When Ignatius sent Francis Xavier to the Indies, he spurred him on with “Go and set the world on fire.” Ignatius had set him afire with God right from his days with Francis in Paris. That fire had been simmering within Francis only eager to sparkle and kindle other fires. Right from his embarking in Lisbon for the Indies he was on call, ministering to those on board. He spread the gospel not only to the coastlands of the peninsular India, but beyond – to Indonesia and Japan. The gospel-fire within him would not let him take a respite. His frontier ministry got cut short on Sancian Island overlooking China when God took him home.
Francis Xavier is one of the many who have made voyages to different parts of the globe, be it China or Philippines, North & South America or Africa. When they left their homeland and families, they left for good, intending never to return, and made the places they went to their homes and the people they lived with their families. They have shed their sweat and blood, laid down their lives having toiled to enkindle the good news of love and dignity to human beings around them. And today, we are graced to have the mortal remains of many interred in our land.
Pope Leo XIII (1878-1903) had said, ‘India, your sons shall be your salvation.’ (Filii tui saluti tibi). Today Indian Christians are functioning as messengers of the Good News not only in different parts of India, but also in many countries round the world.
Discernment is a key-word in the Ignatian lingo. In the initial years of the Society, human development through education seemed the need of the hour. And hence, religious and secular education took the centre stage in the Jesuit apostolates round the world. Over the centuries, the Jesuit educational apostolate has bloomed into many universities in countries the world over, specialising in diverse fields. And these universities are known for quality education. Commendable, indeed.
Discernment always needs to be ongoing. That is Ignatian – pondering and responding to the need of the place, the people and the hour.
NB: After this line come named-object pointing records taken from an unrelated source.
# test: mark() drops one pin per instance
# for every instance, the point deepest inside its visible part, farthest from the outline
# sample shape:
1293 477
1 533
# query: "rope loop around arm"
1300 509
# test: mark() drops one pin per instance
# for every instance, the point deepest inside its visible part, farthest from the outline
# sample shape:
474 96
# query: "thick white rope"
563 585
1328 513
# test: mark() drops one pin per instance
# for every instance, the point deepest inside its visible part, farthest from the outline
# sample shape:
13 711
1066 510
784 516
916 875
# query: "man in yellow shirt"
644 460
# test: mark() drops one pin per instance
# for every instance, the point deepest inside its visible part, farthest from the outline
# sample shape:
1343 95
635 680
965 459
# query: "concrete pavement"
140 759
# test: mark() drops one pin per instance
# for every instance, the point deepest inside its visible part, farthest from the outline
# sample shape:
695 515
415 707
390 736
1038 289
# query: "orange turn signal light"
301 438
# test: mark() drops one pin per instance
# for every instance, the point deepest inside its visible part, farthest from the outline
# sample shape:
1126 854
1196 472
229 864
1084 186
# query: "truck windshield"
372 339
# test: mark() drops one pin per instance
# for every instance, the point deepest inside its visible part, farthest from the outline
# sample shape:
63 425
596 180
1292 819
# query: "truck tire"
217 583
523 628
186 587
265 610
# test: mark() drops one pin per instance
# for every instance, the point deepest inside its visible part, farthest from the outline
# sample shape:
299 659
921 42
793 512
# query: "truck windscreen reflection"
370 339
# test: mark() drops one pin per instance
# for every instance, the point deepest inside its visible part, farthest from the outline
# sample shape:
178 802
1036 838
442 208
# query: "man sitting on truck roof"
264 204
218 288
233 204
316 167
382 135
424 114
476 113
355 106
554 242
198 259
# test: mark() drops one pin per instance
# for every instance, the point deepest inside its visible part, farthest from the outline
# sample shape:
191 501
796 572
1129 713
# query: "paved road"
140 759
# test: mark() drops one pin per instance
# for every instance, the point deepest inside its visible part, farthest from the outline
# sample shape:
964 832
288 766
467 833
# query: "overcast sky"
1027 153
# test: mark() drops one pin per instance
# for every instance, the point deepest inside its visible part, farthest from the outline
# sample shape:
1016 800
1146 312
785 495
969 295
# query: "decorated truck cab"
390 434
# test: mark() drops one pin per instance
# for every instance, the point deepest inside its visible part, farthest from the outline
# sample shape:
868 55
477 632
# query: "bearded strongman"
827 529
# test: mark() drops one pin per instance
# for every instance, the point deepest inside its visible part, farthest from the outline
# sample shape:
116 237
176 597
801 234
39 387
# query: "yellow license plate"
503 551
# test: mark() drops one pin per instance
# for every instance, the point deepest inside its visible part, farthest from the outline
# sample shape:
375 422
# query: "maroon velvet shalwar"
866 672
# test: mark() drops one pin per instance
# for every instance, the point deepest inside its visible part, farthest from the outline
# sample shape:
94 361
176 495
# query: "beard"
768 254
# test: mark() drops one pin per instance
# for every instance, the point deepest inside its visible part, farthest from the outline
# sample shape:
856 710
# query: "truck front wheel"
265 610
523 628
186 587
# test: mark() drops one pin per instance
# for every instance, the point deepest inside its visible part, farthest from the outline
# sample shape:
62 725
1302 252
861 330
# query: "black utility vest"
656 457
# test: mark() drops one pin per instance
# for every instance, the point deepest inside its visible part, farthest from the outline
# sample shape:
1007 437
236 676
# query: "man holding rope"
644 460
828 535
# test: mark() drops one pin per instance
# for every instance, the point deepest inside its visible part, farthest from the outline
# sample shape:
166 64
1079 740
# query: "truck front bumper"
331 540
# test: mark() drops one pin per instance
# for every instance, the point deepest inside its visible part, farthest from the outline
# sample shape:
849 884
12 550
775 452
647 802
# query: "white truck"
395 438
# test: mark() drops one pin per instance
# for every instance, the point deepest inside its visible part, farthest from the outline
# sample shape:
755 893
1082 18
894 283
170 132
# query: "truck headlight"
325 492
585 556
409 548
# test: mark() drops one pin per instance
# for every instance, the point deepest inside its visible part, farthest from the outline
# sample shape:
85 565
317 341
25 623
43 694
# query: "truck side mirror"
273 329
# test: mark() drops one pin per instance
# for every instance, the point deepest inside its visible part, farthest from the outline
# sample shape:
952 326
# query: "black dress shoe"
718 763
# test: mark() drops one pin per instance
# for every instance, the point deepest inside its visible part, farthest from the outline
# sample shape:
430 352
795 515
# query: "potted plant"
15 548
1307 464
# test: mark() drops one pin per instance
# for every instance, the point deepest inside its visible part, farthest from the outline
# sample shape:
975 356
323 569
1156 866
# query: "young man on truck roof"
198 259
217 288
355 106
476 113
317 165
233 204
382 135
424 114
In our country, though the educational apostolate takes a lion’s share of the Jesuit personnel, we do have other apostolates such as pastoral, spiritual, social-justice, ecology, refugee-service, health-services, human development etc. All these are diversified ministries evolved from the contextual exigencies.
Ongoing discernment requires that we assess our apostolates with the Kingdom perspectives and priorities, periodically or as needed, to be attentive to the call of the Spirit and need of the hour. This attentiveness implies an open mind, and courage to take bold steps. Such openness of mind and sensitivity to the Spirit may, at times, beckon us to wind up some apostolates that may be redundant, or venture into new areas or initiatives that need our presence and attention.
The Society of Jesus has been known for pioneering efforts – whether it was Francis Xavier venturing out to the unknown Indies, eventually wanting to reach the wisdom-minds of China, or Matteo Ricci and Johann Adam Schall von Bell who tried to dialogue with the Chinese literati, men who were educated in Confucianism and the Chinese classics, or the Jesuits who reached the Guarani tribes in the unreachable jungles of Paraguay, or Robert de Nobili, or John de Brito who tried to reach the intelligentsia in what today is Tamil Nadu, India.
The call to frontier ministry today, therefore, assumes two major factors for us Jesuits:
One: to be fired within with love for Christ whose face is seen in the faces of people we are sent to minister. This presumes a Jesuit’s daily contact with Christ in the Eucharist and in one’s personal prayer.
Two: personal and communitarian dialogue and discernment for apostolate, taking into focus: the needs of the people, place and the hour. This sounds like the Jesuit adage: ‘Read the signs of the times.’ Be attuned.